5 bonbons from Denny's not-so-sweet quarterly update

Traffic slumped, but the family-dining stalwart offered a few aha moments in its recount of what happened.
Denny's is still committed to virtual concepts. | Photo: Shutterstock

The first quarter wasn’t a great one for the Denny’s diner chain, with domestic same-store sales falling 1.3% despite a lift of 5.5% from pricing. The figures indicate that traffic was down for the system by more than 6%. Still, management boasted to financial analysts that the venerable brand outpaced both family dining and the casual sector during the first three months of 2024.

In airing the Q1 results to Wall Street analysts, executives of the company focused on Denny’s previously disclosed strategy for weathering the times, along with the promise posed by the company’s young second concept, Keke’s Breakfast Café. The new growth vehicle also had its traffic challenges, with comps sliding 3.6% in Q1.

Sprinkled throughout the executives’ presentations were several delectable tidbits that added color to the challenges faced by Denny’s and other operators in the mid-priced market. Here’s a sampling:

There are more ways to simplify a menu than merely cutting its length. A successful effort to nudge customers away from create-your-own-type dishes delivered significant operational benefits, according to CEO Kelli Valade. Her comments suggested the diner chain will continue to lead patrons toward standardized preparations. “This helps us with order accuracy, makes servers’ lives easier and speeds up ticket times without any impact to the guest as they are always welcome to customize any order,” she told analysts.

California’s new fast-food wage isn’t just an issue for QSRs. The $20 wage was instituted this month solely for restaurants in the state that are part of big fast-food chains. Denny’s, a full-serve operation, wasn’t forced to raise its starting pay to that level. But it nonetheless raised prices there by 5% so it can afford to offer a competitive wage if necessary. To date, it’s not feeling any negatives; the retention rates for managerial and hourly personnel there have risen, according to chain officials.

It sees an opportunity for full-service operations there to sell fast-food products. With quick-service burrito chains raising their prices in California to cover a $20-an-hour wage, Denny’s sees a sweetened opportunity to sell Mexican fast food out of a full-service format. Banda Burrito, the diner chain’s newest virtual concept, is being rolled into an additional 200 Denny’s stores within the Golden State, none of which are under the same inflationary pressures as local branches of Taco Bell, Chipotle or Qdoba. Price comparisons should tip decidedly in Banda’s favor.

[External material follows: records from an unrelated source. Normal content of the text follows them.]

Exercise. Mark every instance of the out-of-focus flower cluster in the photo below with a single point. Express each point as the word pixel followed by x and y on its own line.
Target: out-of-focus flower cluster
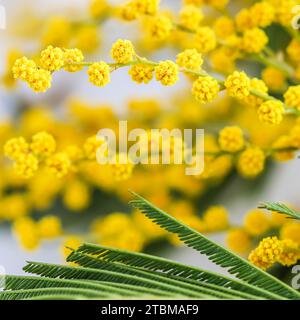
pixel 242 89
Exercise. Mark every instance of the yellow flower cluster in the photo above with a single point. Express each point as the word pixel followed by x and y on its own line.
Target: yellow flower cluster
pixel 208 50
pixel 271 250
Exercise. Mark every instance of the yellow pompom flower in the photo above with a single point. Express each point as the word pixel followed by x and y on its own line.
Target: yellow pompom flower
pixel 59 164
pixel 26 165
pixel 238 240
pixel 224 27
pixel 244 20
pixel 290 254
pixel 123 167
pixel 99 74
pixel 254 40
pixel 98 8
pixel 52 59
pixel 72 58
pixel 49 227
pixel 293 50
pixel 215 218
pixel 292 97
pixel 205 89
pixel 160 27
pixel 273 78
pixel 190 17
pixel 257 222
pixel 267 253
pixel 141 73
pixel 291 230
pixel 284 11
pixel 262 14
pixel 149 7
pixel 26 232
pixel 271 111
pixel 40 80
pixel 167 72
pixel 122 51
pixel 23 69
pixel 16 147
pixel 259 86
pixel 223 60
pixel 205 39
pixel 76 196
pixel 238 85
pixel 190 59
pixel 231 139
pixel 251 162
pixel 43 144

“Our California franchisees were quick to sign up, given the perfect timing and the fit of the Banda offerings,” said Valade. She indicated that a national rollout will likely follow.

Off-premise is key to holding younger customers. Delivery and takeout delivered 21% of the diner chain’s sales in Q1, a nice bump from the 19% mix of a year ago, executives noted. Valade attributed the gain to other operators backing away from virtual concepts and otherwise de-emphasizing off-premise business. For Denny’s, she said, that channel is an important way of keeping the brand attractive to younger consumers. About 70% of Gen Z and millennial patrons ordered takeout or delivery from Denny’s in Q1, while only 40% dined within its restaurants.

“This simply means that this part of our business—though, yes, lower margin—is highly incremental and delighting a different guest,” Valade said.

The pruning of weak stores continues. Management didn’t mention during the analysts’ call that Denny’s continues to weed out weaker stores, a topic of some discussion during its prior confab with the Wall Street reps. Yet the press announcement of Q1 results indicates that 25 units were shuttered during the period. Five stores were added, for a net decline of 20 stores, lowering Denny’s total unit count as of March 27 to 1,553.  

Overall, the company posted a net profit for Q1 of $4.6 million, compared with a year-ago income of $597,000, on revenues of $52.3 million, down 2.7%.